I'm trying to remember what it meant to be carefree. It seems like an act of pure will now to exist in this world and just let things be. I just can't seem to manage it. It's like something that only children can master, the art of enjoying everything in the moment as it is without fear or worry or the burden of what the next day brings. I envy those little beings. They are able to laugh and cry without any shame. They don't care if you're staring at them or judging them. They live. And in that living there is something freeing, because they don't let the things of this world worry them. They are in the moment. This moment. Right now.

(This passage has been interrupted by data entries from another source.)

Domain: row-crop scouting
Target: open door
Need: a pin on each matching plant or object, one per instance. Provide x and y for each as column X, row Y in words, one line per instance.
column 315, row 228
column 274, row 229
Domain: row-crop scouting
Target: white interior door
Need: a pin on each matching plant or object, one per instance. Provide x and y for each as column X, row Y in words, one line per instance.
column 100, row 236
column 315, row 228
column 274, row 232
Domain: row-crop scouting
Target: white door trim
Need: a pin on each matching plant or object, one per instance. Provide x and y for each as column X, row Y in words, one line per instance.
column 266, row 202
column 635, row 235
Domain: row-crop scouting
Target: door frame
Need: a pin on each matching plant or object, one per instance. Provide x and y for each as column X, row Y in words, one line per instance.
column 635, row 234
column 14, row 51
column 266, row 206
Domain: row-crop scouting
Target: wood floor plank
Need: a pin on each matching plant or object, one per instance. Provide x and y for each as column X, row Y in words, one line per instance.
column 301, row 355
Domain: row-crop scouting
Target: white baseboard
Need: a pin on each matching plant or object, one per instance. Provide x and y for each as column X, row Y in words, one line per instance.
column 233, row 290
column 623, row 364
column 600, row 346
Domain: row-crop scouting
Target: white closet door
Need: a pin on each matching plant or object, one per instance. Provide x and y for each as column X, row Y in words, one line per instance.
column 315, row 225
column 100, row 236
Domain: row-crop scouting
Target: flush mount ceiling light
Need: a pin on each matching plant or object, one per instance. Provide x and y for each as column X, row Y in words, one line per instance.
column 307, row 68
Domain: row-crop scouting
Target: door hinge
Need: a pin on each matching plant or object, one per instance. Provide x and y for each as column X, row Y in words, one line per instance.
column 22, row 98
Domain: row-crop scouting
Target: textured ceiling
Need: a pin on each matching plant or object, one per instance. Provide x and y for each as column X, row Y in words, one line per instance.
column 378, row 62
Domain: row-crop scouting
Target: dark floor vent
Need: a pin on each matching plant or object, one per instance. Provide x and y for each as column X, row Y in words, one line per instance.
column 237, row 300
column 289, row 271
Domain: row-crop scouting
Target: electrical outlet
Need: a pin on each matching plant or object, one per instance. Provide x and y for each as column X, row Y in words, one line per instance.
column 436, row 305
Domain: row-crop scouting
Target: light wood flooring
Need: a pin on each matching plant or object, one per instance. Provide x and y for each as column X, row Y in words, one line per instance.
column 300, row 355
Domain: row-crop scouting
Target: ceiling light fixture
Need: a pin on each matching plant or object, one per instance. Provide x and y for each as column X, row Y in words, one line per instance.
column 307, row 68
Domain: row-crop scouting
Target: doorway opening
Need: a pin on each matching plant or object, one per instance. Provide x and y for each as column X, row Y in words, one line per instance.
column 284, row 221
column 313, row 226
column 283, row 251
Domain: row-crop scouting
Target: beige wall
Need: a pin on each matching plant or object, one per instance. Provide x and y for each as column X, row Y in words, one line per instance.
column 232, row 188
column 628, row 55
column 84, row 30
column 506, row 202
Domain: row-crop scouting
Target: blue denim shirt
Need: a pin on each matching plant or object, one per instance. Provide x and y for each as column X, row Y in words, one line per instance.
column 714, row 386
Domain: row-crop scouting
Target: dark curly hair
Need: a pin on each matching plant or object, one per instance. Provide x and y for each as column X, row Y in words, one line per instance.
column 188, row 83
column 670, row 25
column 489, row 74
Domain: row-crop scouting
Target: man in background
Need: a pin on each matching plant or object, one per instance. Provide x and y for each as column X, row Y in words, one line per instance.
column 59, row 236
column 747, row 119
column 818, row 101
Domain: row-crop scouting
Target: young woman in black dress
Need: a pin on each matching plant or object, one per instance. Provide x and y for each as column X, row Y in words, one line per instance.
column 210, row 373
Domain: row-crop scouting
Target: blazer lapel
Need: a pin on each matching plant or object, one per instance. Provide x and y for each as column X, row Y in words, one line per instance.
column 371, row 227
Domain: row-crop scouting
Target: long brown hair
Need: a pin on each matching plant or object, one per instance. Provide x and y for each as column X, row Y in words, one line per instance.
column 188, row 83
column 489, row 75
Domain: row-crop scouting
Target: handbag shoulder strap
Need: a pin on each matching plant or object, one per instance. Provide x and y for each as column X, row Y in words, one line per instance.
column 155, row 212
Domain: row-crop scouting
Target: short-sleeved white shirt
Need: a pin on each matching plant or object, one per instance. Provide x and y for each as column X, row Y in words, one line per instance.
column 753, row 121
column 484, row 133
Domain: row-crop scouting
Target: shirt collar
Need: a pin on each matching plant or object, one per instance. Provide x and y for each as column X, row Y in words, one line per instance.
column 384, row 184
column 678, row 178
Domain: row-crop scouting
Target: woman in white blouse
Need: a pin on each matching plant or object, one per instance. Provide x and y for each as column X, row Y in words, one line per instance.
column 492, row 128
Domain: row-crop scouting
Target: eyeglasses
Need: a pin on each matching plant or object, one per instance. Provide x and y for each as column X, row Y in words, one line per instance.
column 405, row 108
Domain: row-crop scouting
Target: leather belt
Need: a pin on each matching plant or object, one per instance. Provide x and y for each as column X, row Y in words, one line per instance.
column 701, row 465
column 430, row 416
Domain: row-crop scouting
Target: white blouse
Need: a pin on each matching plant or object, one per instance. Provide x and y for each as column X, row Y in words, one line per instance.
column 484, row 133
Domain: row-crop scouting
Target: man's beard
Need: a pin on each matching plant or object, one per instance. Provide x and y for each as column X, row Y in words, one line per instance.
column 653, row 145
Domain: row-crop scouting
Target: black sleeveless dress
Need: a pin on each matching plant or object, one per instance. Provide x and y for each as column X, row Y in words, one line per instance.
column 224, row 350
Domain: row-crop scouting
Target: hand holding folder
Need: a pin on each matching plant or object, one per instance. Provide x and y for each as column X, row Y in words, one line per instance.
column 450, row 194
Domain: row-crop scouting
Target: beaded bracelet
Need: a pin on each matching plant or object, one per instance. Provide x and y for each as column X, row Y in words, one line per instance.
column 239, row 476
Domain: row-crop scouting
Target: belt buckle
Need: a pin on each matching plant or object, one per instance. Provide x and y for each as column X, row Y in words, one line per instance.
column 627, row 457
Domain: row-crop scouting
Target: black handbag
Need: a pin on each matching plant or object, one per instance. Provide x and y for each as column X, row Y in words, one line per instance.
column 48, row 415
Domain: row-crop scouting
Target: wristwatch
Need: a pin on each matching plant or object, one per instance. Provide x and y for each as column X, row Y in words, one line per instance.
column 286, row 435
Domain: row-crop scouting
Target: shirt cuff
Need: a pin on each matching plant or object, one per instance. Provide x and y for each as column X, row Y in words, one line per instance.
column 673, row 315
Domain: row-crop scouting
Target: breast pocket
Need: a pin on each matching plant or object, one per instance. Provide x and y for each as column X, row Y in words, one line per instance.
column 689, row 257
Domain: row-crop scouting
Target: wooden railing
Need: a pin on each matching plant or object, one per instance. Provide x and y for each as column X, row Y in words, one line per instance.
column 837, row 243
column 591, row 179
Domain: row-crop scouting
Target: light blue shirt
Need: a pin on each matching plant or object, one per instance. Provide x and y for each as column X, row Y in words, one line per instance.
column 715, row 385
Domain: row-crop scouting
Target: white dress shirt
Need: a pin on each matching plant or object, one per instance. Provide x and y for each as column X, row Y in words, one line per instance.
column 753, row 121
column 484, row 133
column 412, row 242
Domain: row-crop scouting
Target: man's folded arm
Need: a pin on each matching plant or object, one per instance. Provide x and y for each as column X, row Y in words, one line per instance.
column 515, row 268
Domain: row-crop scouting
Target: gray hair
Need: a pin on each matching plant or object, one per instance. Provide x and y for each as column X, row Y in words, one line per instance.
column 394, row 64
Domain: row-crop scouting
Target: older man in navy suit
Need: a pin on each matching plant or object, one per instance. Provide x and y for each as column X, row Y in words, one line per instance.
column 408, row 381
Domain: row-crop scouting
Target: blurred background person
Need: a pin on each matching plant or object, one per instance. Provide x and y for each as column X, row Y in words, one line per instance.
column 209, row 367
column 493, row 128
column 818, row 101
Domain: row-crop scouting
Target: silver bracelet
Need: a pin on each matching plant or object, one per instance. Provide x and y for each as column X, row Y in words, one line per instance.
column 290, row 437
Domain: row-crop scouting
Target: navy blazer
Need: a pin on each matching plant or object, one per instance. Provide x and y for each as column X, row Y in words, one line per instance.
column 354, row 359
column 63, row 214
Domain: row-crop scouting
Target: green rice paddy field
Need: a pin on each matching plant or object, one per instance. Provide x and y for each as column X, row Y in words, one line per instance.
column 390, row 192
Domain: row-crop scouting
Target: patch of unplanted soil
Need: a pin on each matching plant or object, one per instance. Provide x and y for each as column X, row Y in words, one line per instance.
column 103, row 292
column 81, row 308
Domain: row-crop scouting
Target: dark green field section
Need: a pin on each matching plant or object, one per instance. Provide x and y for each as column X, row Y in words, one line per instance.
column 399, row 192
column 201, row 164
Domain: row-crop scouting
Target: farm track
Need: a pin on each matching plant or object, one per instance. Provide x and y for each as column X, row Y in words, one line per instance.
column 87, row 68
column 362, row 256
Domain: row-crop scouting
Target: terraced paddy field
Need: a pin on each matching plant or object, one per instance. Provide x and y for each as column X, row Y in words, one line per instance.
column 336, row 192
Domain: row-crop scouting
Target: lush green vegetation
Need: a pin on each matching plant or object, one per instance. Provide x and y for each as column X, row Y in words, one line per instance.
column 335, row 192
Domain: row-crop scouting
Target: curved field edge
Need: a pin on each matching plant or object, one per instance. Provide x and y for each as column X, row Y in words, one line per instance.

My moments consist of memories. Every single act I make reminds me of another time. It's like constant deja vu. For example, reading in the sunshine always transports me back to my childhood where nothing existed except for me and my books. I could remember the smell of them clearly, earthy and deep. The feeling of anticipation as I turned the page back then felt almost haunting as I'd turn the page of my current book in the present. It was as if I've been transported back in time and I was 12 years old again, with nothing but the end of the story stretching along those hot summer days.
Or I'd walk through a neighborhood in Brooklyn where private houses stood on either side of the street like quiet soldiers and I'd remember the many walks home from school. I'd find myself staring at the shadows of the trees on the sidewalk, jumping on the patches of sunlight that the leaves permitted to shine down. For a moment, I was weightless. My life is constant nostalgia, constant parallels. I live in this world and the next, the next being a world of events already gone by, already lived. They appear like mirages in my vision and I succumb to them, aware of how this life mimics the one of long ago. Except for one main thing. I've forgotten what it means to be carefree, to skip in the patches of sunlight that the trees provide or to laugh and be silly without the self consciousness that comes from caring what others think. Always, always I would turn and look around, worried that someone had caught me in a moment of reverie. I've forgotten how to let things be. Even though the memory sits upon my heart pulsing with each action I take, a mirror of a childhood that follows me wherever I go.